Dov’è finito Little Boy? Non c’è più, si è disintegrato in un pulviscolo di strizzatine d’occhio come Robert De Niro in Brazil che scompare nel mulinello dei giornali spinti dal vento (lasciate una citazione anche a me). Lawrence, non volevamo sapere quanto ti piace citare i titoli dei libri che vendi nella tua libreria – perché lo fai male, perché il peggior studente di creative writing si vergognerebbe di scrivere tutti questi “eccetera”, “e via dicendo”, “e viceversa” e “mamma mia” che dovrebbero fare tanto scrittura automatica e stream of consciousness.
A pagina 120, e dico 120, ecco che si apre uno squarcio. Siamo nel 1944, Little Boy è nella U.S. Navy, è il D-Day davanti alle spiagge della Normandia, ci siamo, ce n’è voluta ma ci siamo arrivati, adesso Lawrence ci racconterà l’epica di quel giorno come lui l’ha vissuta, la faccia dei suoi trentatré commilitoni a bordo del cacciasommergibili, le loro parole, i loro silenzi, i loro gesti. Macché, Lawrence trova subito il modo di tirar fuori l’Enrico V e la battaglia di Agincourt. Io continuo a sperare, ma spero per niente, i ricordi di guerra durano quattro pagine giuste, subito dopo riprende la rissa dei titoli e dei nomi e siamo daccapo con il Liffey, Stephen Dedalus, il “folle Rimbaud” e il dubbio molto serio: ma quello di René Daumal sarà il Monte Analogo o il Monte Monologo? Si lamenta, il Centenario, del mondo che va a schifio, ma lo sappiamo anche noi, Lawrence, che il mondo va a schifio. Non potevi, proprio tu, dirci qualcosa di diverso da quello che ci ripete ogni conversazione, ogni editoriale, ogni talk show, ogni twitter sulla faccia della terra?

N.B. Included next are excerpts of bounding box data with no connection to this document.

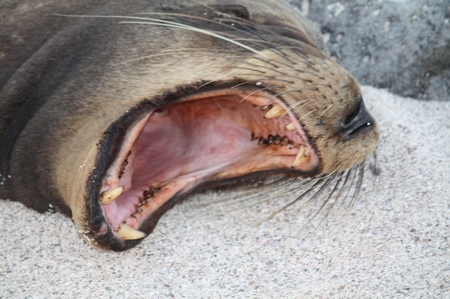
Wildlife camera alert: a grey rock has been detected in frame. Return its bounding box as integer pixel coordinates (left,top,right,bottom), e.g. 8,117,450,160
290,0,450,101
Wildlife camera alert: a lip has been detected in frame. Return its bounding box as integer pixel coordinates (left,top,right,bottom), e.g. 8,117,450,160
84,88,320,251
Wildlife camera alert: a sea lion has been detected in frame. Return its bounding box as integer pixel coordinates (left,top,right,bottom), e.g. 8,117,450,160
0,0,379,251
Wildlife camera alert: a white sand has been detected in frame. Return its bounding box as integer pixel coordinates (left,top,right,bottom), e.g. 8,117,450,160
0,87,450,298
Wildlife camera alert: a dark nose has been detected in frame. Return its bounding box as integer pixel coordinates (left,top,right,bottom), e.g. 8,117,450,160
341,99,376,138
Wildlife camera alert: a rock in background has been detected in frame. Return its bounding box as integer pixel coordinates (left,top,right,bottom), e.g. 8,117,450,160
290,0,450,101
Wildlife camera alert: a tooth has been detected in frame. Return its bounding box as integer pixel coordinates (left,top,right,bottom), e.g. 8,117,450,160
264,105,286,118
291,145,309,168
117,223,146,240
285,122,297,131
100,187,124,205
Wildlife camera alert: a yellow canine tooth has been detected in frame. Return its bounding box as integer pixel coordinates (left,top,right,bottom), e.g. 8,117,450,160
100,187,124,205
117,223,146,240
285,122,297,131
264,105,286,118
291,145,310,168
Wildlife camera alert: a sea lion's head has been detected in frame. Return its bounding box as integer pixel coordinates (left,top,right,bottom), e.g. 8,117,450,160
0,1,379,251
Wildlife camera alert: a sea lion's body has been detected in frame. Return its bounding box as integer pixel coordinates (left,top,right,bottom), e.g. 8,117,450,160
0,0,378,250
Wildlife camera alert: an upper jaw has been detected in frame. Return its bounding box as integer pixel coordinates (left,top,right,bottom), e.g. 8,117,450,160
84,85,320,251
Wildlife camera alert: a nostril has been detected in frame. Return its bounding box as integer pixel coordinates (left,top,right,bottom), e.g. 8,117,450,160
344,101,362,125
342,99,375,136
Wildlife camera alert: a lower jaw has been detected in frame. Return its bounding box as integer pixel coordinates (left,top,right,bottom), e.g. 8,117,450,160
81,88,319,251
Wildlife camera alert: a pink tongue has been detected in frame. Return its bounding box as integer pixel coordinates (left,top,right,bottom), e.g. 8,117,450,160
104,97,310,228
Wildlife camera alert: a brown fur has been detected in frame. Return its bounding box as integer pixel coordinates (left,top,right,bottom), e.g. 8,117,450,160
0,0,378,252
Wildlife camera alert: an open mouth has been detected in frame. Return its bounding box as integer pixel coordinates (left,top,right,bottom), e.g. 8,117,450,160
85,89,319,251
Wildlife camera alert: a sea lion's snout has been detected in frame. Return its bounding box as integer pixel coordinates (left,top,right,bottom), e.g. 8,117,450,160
0,0,378,251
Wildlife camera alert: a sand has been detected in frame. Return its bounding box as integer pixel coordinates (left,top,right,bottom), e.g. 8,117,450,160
0,86,450,298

Bisogna arrivare alle ultimissime pagine per ritrovare un po’ di calma, un briciolo di buon senso, anche se appesantito da altri stanchi cameo di Proust e Breton un tanto al chilo (fuggevole apparizione di Nadja, mancava solo lei). Suona sincera, suona vissuta, ma è veramente troppo poco. L’incredibile è che Ferlinghetti abbia pubblicato nel 2020 un libro che sembra una parodia di Tarantula di Bob Dylan, che già a sua volta era una parodia del Beat, con la differenza che Dylan la scrive nel 1965 quando capisce che il suo destino è comporre canzoni, non diventerà mai uno “scrittore” e si congeda dall’istituzione letteraria con un anti-libro che sa di essere tale anche nella sua bruttezza, mentre Little Boy vorrebbe essere proprio “il” libro, la parola fine della lunga avventura della Beat Poetry in tutta la sua furibonda gloria e infinita sciatteria, e non fa che battere disperatamente alle porte della Letteratura, che non gli aprono, non gli aprono proprio.